While keeping up the daily demonstrations, the student organizations, with the support of various legal associations and human rights lawyers have gone to court to challenge the constitutionality of Bill 78. The student organizations have received large donations from trade unions, student and mass organizations from across Canada. “We’re happy we’re not alone in this,” said Martine Desjardins, head of the federation representing university students. “We’ve seen from the outset that the population is behind us and, more than ever, people want to be able to exercise their right to freedom of expression, freedom of association and the right to take part in peaceful demonstrations. This is a new step in the fight against tuition hikes.”


Over 2500 students have been arrested, with over 600 arrested in one evening demonstration in Montreal after the passing of Bill 78. The increase in police repression to limit mass participation has only resulted in more and diverse communities in taking part in a nightly protest called, cazerolazo, casserole protests, where neighborhoods come out banging pots and pans. These protests have spread to Sherbrooke, Trois-Rivières, Gatineau, Granby, Quebec City and the Saguenay.

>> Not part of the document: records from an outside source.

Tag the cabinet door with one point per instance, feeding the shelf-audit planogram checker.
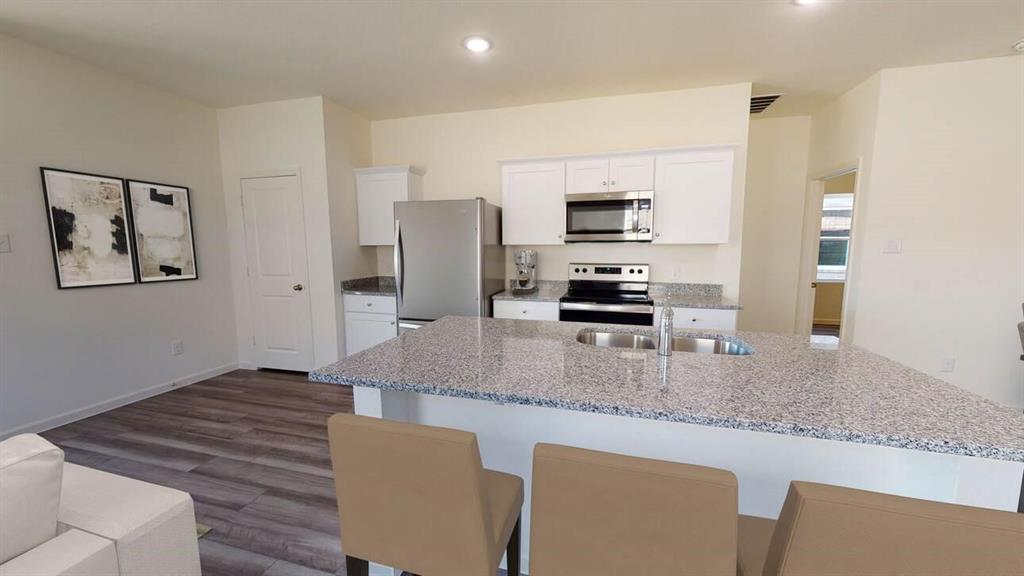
(365, 330)
(377, 194)
(534, 203)
(631, 173)
(525, 310)
(587, 176)
(693, 197)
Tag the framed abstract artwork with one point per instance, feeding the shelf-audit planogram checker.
(89, 229)
(162, 220)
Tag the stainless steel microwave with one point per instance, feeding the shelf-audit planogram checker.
(611, 216)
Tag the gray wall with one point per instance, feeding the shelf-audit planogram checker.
(65, 354)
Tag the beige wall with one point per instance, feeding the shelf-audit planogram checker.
(776, 181)
(842, 137)
(347, 147)
(948, 181)
(460, 153)
(68, 354)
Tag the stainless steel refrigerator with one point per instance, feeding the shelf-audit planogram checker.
(448, 259)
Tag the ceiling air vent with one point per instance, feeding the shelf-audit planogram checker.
(759, 104)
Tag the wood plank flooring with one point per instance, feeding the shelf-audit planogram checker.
(251, 448)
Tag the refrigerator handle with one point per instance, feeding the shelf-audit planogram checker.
(397, 259)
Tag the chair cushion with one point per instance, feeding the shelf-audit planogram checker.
(828, 529)
(30, 493)
(754, 539)
(596, 512)
(504, 497)
(72, 553)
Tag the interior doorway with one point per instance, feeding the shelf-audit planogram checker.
(276, 269)
(827, 242)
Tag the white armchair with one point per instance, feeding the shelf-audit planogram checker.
(61, 519)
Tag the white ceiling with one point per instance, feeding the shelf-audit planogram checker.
(404, 57)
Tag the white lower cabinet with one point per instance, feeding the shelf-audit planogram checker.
(525, 310)
(369, 321)
(701, 319)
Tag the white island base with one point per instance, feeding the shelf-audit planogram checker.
(763, 462)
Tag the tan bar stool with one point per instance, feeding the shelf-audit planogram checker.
(417, 497)
(833, 530)
(595, 512)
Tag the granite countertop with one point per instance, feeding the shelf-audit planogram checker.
(678, 295)
(372, 286)
(785, 386)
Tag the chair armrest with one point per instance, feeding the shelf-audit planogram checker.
(153, 527)
(73, 552)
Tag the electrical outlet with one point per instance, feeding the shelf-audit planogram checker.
(948, 364)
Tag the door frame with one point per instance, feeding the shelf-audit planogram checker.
(803, 323)
(270, 173)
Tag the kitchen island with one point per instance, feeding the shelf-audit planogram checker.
(788, 411)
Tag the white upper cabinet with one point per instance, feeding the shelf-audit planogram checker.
(378, 190)
(693, 197)
(534, 203)
(587, 176)
(631, 173)
(609, 173)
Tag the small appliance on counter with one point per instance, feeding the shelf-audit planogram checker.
(525, 272)
(608, 293)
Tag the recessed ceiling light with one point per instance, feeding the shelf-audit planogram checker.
(476, 44)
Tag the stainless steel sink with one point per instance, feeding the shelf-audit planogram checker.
(679, 343)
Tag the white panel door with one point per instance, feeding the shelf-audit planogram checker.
(631, 173)
(275, 252)
(365, 330)
(693, 197)
(534, 203)
(587, 176)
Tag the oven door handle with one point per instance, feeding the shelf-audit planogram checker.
(596, 306)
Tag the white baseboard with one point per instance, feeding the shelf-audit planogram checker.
(99, 407)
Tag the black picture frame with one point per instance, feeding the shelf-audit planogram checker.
(159, 190)
(60, 233)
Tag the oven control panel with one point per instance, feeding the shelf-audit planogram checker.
(609, 273)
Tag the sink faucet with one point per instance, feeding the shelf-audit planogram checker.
(665, 333)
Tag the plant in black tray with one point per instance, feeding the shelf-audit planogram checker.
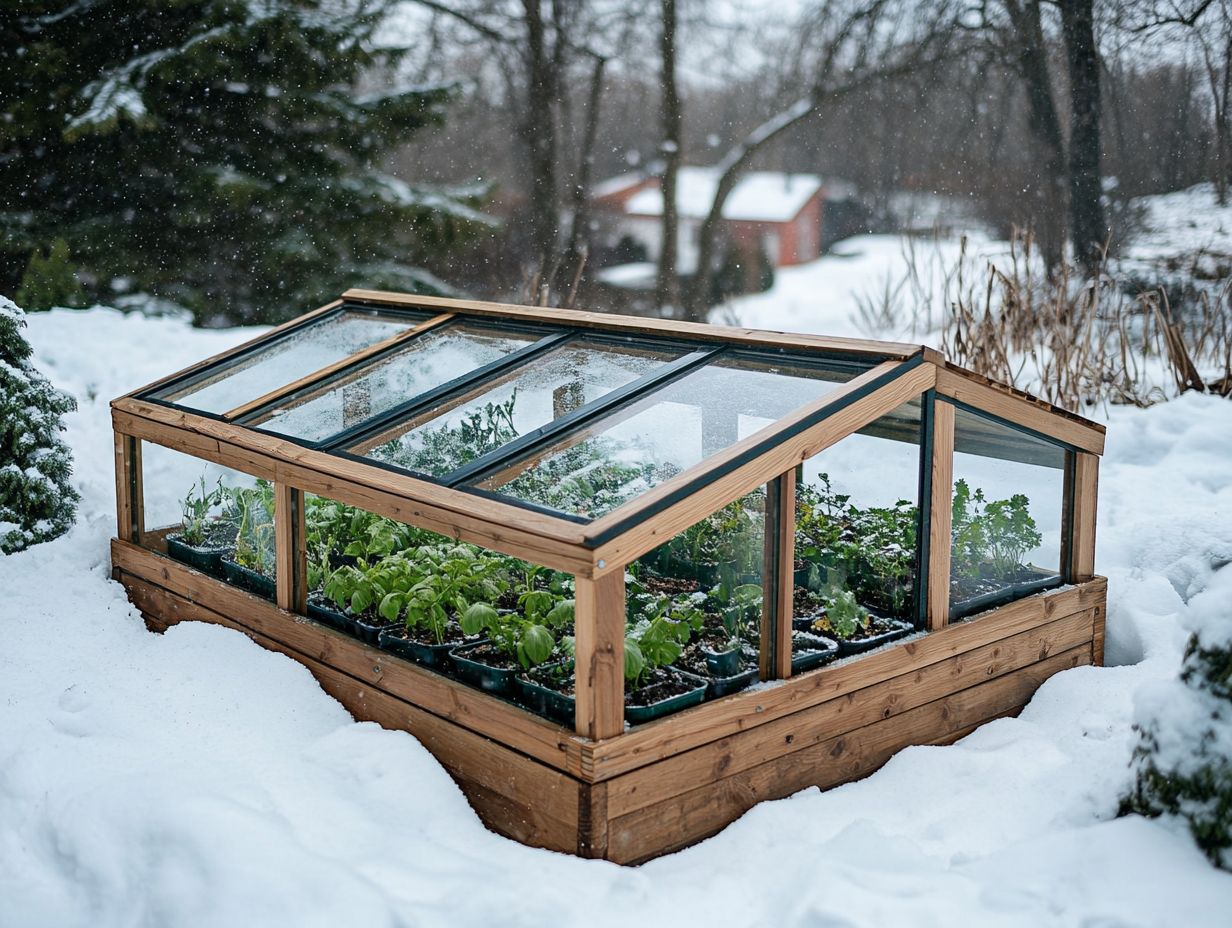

At this time, the Quebec government is at an impasse. They are losing the moral right to govern. Their only way to resolve the crisis is to roll back the tuition increases. This prolonged student movement has shown the people of Quebec a new form of democracy, a democracy of participation and direct action. It augurs well for the youth of Quebec as they try to make this society more democratic and responsive to the social and economic needs of the population. The provincial government has to call an election by next year. It will be interesting to see how the students, who are able to mobilize hundreds of thousand of people into the streets, will be able to take advantage of this people power to participate in electoral politics.